ヘイトやデマだけじゃない?Twitterには「愛」も溢れています

Twitterは、批判や炎上など何かと“負の現象”ばかりが話題になってしまいます。Twitterに興味はあっても、これら負の印象のせいで利用をためらう人も少なくないでしょう。

桃山学院大学の水沼友宏先生は、Twitterにおけるユーザー行動や「バースト」現象について研究しておられます。Twitterの負の印象ばかりが目立つTwitterでも、幸せな使い方はいくらでもできることを、水沼先生に教えてもらいましょう。

水沼 友宏(みずぬま・ゆひろ)
水沼先生の画像

桃山学院大学経営学部経営学科講師。筑波大学情報学群知識情報・図書館学類卒業、同大学院図書館情報メディア研究科博士前・後期課程修了。

2018年に図書館情報学博士号取得。駿河台大学メディア情報学部助教を経て、2020年4月より現職。研究分野は公共図書館におけるマイノリティサービス、ソーシャルメディアにおけるユーザーの行動など。
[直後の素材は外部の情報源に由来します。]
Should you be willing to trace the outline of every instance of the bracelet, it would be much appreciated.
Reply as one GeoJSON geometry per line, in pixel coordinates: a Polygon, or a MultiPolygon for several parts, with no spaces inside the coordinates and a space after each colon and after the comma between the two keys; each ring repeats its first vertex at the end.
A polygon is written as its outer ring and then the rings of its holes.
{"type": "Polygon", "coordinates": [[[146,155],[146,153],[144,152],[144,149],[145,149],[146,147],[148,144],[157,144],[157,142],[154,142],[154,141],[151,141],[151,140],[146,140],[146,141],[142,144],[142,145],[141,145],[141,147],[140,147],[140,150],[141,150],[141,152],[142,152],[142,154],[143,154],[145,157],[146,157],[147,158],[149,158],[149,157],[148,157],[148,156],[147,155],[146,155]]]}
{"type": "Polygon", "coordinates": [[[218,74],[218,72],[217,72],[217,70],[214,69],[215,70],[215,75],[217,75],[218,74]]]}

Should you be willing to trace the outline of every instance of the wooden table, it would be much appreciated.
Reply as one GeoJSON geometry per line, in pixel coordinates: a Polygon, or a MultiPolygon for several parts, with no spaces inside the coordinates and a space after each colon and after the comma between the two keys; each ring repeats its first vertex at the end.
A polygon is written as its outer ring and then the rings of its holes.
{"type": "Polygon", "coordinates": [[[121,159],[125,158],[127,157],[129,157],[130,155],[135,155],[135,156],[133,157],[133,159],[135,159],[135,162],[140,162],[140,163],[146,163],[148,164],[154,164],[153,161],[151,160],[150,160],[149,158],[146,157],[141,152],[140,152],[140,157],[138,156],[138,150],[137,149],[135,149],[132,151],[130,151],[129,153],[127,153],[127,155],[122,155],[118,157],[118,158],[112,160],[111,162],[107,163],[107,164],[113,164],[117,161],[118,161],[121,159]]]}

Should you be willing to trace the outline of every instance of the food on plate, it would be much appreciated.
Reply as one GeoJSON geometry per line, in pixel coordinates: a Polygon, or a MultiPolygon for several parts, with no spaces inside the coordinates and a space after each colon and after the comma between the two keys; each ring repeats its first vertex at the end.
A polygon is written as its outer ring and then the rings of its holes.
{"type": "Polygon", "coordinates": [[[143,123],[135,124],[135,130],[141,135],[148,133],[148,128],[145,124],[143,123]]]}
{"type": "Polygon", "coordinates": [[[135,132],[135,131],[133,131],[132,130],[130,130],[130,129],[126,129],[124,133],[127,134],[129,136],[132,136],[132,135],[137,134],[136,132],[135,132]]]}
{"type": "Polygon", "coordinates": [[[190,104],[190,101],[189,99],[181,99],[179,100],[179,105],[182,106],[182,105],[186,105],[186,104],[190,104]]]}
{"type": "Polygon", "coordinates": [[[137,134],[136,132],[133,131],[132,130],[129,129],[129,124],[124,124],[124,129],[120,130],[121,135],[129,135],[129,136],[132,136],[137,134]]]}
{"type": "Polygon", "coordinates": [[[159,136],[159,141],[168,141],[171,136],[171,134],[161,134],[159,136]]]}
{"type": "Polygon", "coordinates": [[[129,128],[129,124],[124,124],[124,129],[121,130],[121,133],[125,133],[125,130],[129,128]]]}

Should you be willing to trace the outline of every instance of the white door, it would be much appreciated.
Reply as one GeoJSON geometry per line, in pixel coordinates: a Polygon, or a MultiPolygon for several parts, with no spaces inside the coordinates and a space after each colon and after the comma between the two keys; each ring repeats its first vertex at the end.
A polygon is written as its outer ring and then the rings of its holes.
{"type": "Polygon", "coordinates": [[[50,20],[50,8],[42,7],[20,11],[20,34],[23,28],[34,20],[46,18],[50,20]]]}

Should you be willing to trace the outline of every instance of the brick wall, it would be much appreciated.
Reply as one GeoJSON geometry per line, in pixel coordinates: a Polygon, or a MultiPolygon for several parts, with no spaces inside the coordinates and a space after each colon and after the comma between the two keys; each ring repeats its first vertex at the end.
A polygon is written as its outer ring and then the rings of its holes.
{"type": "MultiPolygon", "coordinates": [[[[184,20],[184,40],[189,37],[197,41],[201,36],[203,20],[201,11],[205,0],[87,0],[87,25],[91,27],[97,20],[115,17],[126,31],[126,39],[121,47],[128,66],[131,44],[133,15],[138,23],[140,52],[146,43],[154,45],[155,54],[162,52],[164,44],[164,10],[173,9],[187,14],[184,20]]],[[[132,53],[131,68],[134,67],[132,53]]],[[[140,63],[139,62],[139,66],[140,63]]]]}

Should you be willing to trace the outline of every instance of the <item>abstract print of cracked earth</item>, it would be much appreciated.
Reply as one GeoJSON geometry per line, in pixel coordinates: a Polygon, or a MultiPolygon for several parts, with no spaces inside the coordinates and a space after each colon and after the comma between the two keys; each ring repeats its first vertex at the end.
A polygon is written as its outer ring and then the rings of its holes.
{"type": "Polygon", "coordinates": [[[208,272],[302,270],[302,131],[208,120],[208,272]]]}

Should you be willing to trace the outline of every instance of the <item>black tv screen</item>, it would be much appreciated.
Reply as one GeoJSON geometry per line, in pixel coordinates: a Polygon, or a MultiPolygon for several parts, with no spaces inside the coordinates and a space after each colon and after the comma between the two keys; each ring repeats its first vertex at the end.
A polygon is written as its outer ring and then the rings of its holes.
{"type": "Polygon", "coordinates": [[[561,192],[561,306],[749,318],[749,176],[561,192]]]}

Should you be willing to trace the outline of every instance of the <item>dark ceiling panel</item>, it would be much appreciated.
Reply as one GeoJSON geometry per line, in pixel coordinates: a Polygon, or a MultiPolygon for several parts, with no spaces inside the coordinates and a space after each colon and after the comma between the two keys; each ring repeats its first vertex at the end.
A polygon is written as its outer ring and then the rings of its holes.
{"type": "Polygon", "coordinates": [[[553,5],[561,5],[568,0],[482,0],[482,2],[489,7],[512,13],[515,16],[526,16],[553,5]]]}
Twitterが盛り上がるのはマイナスの事象だけじゃない

―図書館情報学が専門の水沼先生が、Twitterについて調査されたきっかけを教えてください

Twitterの情報分析を始めたのは学生時代です。

偶然にも、大学内でTwitterに関するデータを利用できる環境が整っていました。「このデータを使って研究をしてみないか」とアドバイスをいただいたのがきっかけです。

図書館情報学は、人々があらゆる情報を手早く、的確に手に入れるための学問です。図書館だけを対象にしているわけではありません。ですから、Twitter—ソーシャルメディアを研究対象にしたことは、ある意味しぜんな流れだったと思います。

―Twitterの研究では、これまでにどのような取り組みをされましたか?

これまでは、Twitterユーザーの行動規範について研究してきました。Twitterに「バースト」が起こる瞬間について分析したこともあります。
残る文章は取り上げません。